Aliadas a cooperativas de seguros, milícias faturam com a recuperação de veículos roubados
Escrita em cartazes de propaganda de cartomantes, a promessa “trago a pessoa amada em três dias” ganhou uma versão do crime organizado — no caso, a “pessoa amada” é substituída por “carro”, e a garantia é dada pela milícia, que encontrou no resgate de veículos roubados uma nova forma de ganhar dinheiro. Ela entra num filão inicialmente explorado pelo tráfico, que cobra “comissões” pela devolução de motocicletas e automóveis levados para dentro das comunidades que domina. Milicianos, no entanto, foram além, assumindo o papel de negociadores junto às chamadas associações de proteção veicular e patrimonial. São cooperativas não reguladas por autarquias que oferecem apólices com preços bem abaixo dos estipulados pelas seguradoras.

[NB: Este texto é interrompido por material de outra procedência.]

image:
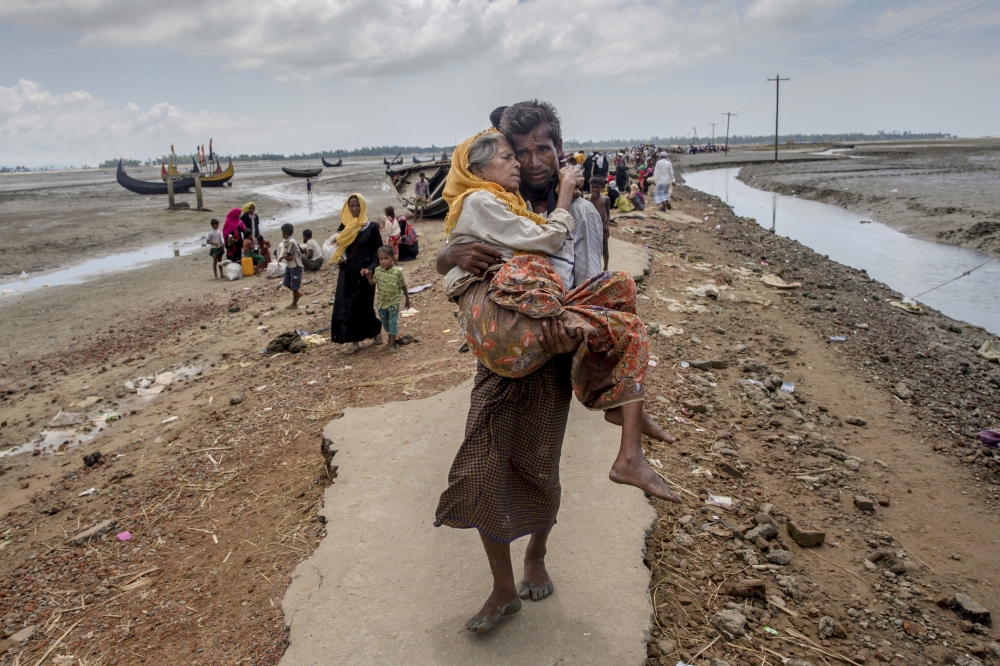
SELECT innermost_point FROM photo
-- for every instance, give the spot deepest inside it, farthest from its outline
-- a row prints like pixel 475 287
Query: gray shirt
pixel 588 241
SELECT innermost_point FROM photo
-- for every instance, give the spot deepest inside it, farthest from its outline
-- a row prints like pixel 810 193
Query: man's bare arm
pixel 472 257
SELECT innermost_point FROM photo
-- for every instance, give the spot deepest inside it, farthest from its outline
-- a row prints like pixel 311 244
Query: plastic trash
pixel 990 438
pixel 720 501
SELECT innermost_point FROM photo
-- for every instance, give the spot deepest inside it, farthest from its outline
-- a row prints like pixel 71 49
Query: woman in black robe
pixel 358 241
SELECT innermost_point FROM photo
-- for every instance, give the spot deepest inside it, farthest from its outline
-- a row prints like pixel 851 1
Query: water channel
pixel 906 264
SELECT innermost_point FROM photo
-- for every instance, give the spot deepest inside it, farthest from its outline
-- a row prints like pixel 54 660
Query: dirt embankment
pixel 221 502
pixel 940 192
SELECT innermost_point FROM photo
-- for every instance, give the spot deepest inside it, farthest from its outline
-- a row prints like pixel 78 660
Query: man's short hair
pixel 496 115
pixel 526 117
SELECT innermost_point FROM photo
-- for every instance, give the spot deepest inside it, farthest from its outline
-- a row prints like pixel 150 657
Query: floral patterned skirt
pixel 501 316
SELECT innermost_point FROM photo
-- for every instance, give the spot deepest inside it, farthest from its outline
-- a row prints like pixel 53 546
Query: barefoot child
pixel 501 312
pixel 217 250
pixel 293 267
pixel 388 278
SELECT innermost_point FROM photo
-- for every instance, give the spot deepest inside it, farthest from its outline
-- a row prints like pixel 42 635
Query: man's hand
pixel 557 340
pixel 472 257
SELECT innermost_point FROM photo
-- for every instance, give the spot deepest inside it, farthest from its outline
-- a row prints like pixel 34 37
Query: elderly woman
pixel 356 249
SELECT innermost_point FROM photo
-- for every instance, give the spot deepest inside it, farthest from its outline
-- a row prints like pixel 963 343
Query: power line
pixel 894 38
pixel 880 55
pixel 777 85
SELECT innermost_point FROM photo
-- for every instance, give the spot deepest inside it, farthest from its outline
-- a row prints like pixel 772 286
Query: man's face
pixel 538 156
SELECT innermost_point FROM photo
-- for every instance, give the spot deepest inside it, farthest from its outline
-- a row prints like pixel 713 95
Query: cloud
pixel 305 39
pixel 38 126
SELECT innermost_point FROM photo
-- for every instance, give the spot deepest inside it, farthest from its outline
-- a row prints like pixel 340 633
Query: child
pixel 293 267
pixel 501 312
pixel 214 239
pixel 392 233
pixel 388 278
pixel 603 206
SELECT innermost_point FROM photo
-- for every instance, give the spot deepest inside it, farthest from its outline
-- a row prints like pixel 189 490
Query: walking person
pixel 356 248
pixel 663 177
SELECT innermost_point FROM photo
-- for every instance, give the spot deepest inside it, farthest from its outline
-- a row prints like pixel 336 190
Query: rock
pixel 683 539
pixel 863 503
pixel 970 610
pixel 729 470
pixel 730 623
pixel 805 538
pixel 98 530
pixel 749 588
pixel 968 661
pixel 25 634
pixel 763 531
pixel 778 556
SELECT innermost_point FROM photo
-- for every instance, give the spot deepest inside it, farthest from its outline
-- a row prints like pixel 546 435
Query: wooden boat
pixel 303 173
pixel 146 187
pixel 219 179
pixel 404 178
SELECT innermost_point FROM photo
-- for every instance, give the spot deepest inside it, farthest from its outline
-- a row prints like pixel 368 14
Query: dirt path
pixel 397 590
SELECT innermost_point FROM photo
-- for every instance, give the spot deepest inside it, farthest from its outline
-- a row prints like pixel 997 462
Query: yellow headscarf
pixel 352 225
pixel 462 182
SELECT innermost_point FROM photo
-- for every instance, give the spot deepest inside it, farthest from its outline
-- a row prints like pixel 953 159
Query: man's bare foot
pixel 637 472
pixel 498 606
pixel 650 428
pixel 536 584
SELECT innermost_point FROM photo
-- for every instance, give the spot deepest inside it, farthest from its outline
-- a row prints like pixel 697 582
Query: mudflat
pixel 944 191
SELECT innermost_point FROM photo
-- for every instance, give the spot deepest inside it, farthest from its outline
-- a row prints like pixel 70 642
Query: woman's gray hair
pixel 482 150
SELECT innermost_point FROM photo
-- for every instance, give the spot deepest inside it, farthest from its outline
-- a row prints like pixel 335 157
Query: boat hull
pixel 145 187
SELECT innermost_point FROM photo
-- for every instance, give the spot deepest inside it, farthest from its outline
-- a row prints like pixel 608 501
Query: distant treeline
pixel 846 137
pixel 376 151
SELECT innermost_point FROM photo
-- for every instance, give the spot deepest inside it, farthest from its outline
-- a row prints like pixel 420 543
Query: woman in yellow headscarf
pixel 356 245
pixel 501 487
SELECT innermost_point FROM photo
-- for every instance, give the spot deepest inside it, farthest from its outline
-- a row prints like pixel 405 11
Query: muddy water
pixel 305 209
pixel 908 265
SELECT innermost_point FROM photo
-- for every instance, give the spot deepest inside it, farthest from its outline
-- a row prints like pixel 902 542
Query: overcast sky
pixel 86 80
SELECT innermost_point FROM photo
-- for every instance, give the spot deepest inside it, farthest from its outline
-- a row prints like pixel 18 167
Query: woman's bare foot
pixel 499 605
pixel 637 472
pixel 650 428
pixel 535 584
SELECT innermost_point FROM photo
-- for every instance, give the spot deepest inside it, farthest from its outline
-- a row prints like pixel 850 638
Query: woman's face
pixel 503 169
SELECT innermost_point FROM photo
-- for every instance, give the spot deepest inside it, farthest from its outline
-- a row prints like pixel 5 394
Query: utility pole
pixel 777 85
pixel 728 115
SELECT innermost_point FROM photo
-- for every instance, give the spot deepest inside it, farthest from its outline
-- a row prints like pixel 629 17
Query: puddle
pixel 81 423
pixel 908 265
pixel 306 210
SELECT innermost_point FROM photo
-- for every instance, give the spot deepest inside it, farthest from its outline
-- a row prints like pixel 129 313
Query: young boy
pixel 388 277
pixel 216 248
pixel 390 226
pixel 293 268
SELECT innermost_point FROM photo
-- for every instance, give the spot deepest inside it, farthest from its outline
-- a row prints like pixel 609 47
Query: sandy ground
pixel 944 191
pixel 222 502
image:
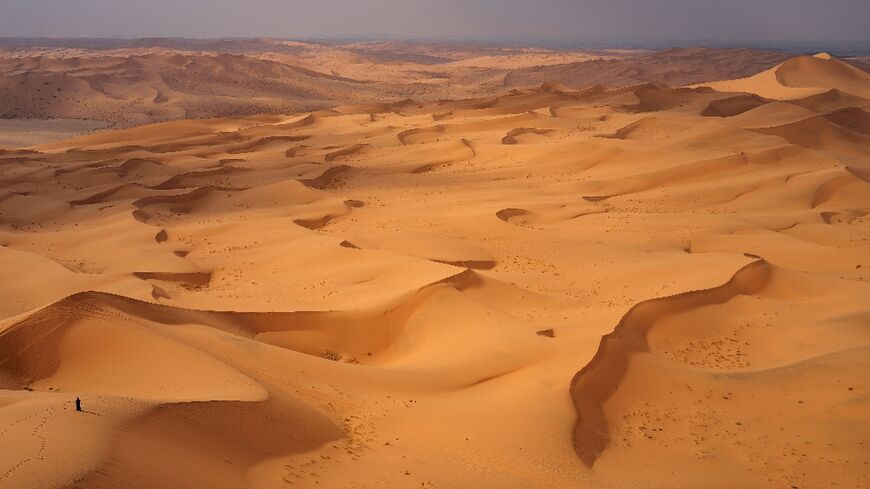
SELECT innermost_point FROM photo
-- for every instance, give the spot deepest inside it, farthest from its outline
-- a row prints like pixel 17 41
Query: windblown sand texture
pixel 545 287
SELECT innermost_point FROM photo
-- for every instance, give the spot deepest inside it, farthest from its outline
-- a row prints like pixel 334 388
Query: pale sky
pixel 727 20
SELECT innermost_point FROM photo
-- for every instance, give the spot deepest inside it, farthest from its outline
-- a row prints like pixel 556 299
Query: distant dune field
pixel 565 283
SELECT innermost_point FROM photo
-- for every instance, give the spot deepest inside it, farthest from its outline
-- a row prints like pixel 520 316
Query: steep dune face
pixel 801 77
pixel 633 287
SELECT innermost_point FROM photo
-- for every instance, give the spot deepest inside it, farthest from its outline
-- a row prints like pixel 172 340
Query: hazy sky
pixel 746 20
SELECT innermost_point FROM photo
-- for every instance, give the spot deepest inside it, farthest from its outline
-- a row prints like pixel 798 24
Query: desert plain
pixel 521 269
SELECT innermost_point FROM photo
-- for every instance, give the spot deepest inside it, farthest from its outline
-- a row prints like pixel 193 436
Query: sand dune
pixel 546 286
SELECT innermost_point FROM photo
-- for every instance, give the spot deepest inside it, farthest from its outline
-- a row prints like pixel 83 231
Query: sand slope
pixel 635 287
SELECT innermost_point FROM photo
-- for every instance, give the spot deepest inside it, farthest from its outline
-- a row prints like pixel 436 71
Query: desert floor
pixel 545 287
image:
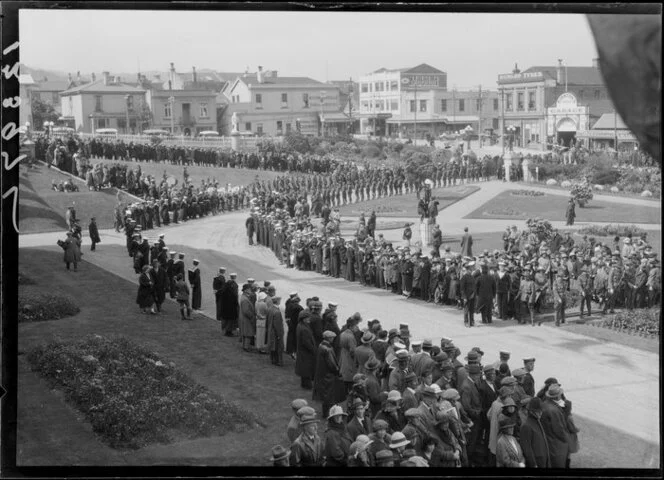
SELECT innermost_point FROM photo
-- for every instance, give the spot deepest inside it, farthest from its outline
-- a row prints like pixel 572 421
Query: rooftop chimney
pixel 259 74
pixel 559 71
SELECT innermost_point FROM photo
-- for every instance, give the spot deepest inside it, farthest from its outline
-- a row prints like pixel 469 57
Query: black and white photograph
pixel 315 237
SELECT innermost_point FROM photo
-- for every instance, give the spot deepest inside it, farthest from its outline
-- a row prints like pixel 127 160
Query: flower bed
pixel 527 193
pixel 39 307
pixel 643 322
pixel 130 396
pixel 611 230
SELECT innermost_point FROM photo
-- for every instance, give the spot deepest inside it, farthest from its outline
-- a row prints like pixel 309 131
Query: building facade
pixel 103 103
pixel 527 97
pixel 264 103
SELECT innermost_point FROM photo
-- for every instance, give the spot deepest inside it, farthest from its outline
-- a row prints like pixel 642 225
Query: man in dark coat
pixel 94 233
pixel 230 305
pixel 555 426
pixel 160 282
pixel 533 439
pixel 327 372
pixel 305 361
pixel 570 214
pixel 217 287
pixel 486 292
pixel 195 282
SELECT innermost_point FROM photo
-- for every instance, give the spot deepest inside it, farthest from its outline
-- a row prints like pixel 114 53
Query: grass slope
pixel 553 207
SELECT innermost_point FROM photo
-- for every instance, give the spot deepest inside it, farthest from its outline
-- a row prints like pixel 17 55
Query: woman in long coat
pixel 145 296
pixel 72 250
pixel 275 334
pixel 305 361
pixel 247 318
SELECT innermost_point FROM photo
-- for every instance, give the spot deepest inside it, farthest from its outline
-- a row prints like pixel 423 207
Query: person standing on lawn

A ação de milicianos é reconhecida e denunciada por Raul Canal, presidente da Agência de Autorregulamentação das Entidades de Autogestão de Planos de Proteção Contra Riscos Patrimoniais. Ele diz que, no Rio, paramilitares (e também traficantes) firmaram acordos com cooperativas que preferem pagar comissões pela recuperação de carros roubados a indenizar seus clientes.
— Há uma situação peculiar no Rio, algo que chamamos de sequestro de veículos. Muitas vezes, bandidos roubam ou furtam um carro para receber um pagamento de R$ 200 a R$ 300. Aí, entram em cena os intermediários das associações picaretas, que prometem encontrá-lo dentro de algumas horas ou poucos dias. Como o veículo segurado por uma cooperativa sempre tem um rastreador, eles podem, por exemplo, ir a uma comunidade e negociar sua liberação com a quadrilha local — explica Canal.
O presidente da agência diz que há cerca de 4 mil cooperativas de seguros no país. O Rio tem 172, mas apenas 38 são filiadas à entidade. Canal ressalta que a prática das associações clandestinas de pagar comissões a milicianos e traficantes incentiva o roubo e o furto de veículos:
— Algumas associações não têm reserva de capital para pagar um número razoável de prêmios em determinado período e acabam efetuando o resgate para não quebrar. Nossa agência não compactua com isso e luta por uma regulamentação para o setor.
No Rio, o valor das apólices de cooperativas chega a ser 70% menor que o cobrado pelas empresas reguladas pela Superintendência de Seguros Privados (Susep), autarquia vinculada ao Ministério da Fazenda que é responsável pela fiscalização do mercado. Com preços convidativos, as associações de proteção veicular e patrimonial têm atraído principalmente motoristas que trabalham com aplicativos e proprietários de carros que moram em regiões de altos índices de roubos e furtos de veículos.
Apesar de esse tipo de crime estar em queda no Rio, como mostram as últimas estatísticas do Instituto de Segurança Pública (ISP), o número de ocorrências em alguns locais mantém elevado o valor do seguro convencional, na comparação com áreas de poucos roubos. Considerando variações da idade do motorista, a apólice de um Fiat Mobi zero quilômetro pode custar de R$ 3.934 a R$ 11.912 na Pavuna. No Leblon, oscila entre R$ 1.517 e R$ 3.523. Dono de um carro desse modelo, um morador do bairro da Zona Norte paga, por mês, R$ 243 a uma cooperativa.
Polícia investiga
Escutas telefônicas feitas pela Polícia Civil e autorizadas pela Justiça comprovam que criminosos negociam devoluções de carros com representantes de cooperativas de seguros. Um inquérito da Delegacia de Roubos e Furtos de Automóveis (DRFA) aponta que pelo menos seis delas recuperaram veículos após contatos com traficantes.
Segundo o delegado Alessandro Petralanda, titular da DRFA, intermediários recebem até 10% do valor do carro e oferecem parte dessa comissão a bandidos:
— Uma prática comum dessas cooperativas é pagar prêmios a quem está com o veículo. Elas têm pessoas para fazer contato com o criminoso. Isso fomenta o roubo em determinadas regiões, como a Baixada Fluminense, conforme mostram nossas investigações. Essas cooperativas não são seguras, não há garantia real de recebimento do valor do sinistro. Elas funcionam numa espécie de pirâmide; se não há dinheiro para pagar a todos os clientes, pagam a quem achar conveniente.
O advogado David Nigri, especialista em direito do consumidor, explica que seguradoras são obrigadas, por lei, a manter uma reserva para o pagamento dos sinistros, o que não ocorre com as cooperativas:
— Cooperativas não têm patrimônio. Nas ações contra elas, o consumidor geralmente ganha, mas não leva. Não tem como penhorar seus bens. Por isso, surgem os conchavos com a milícia e o tráfico.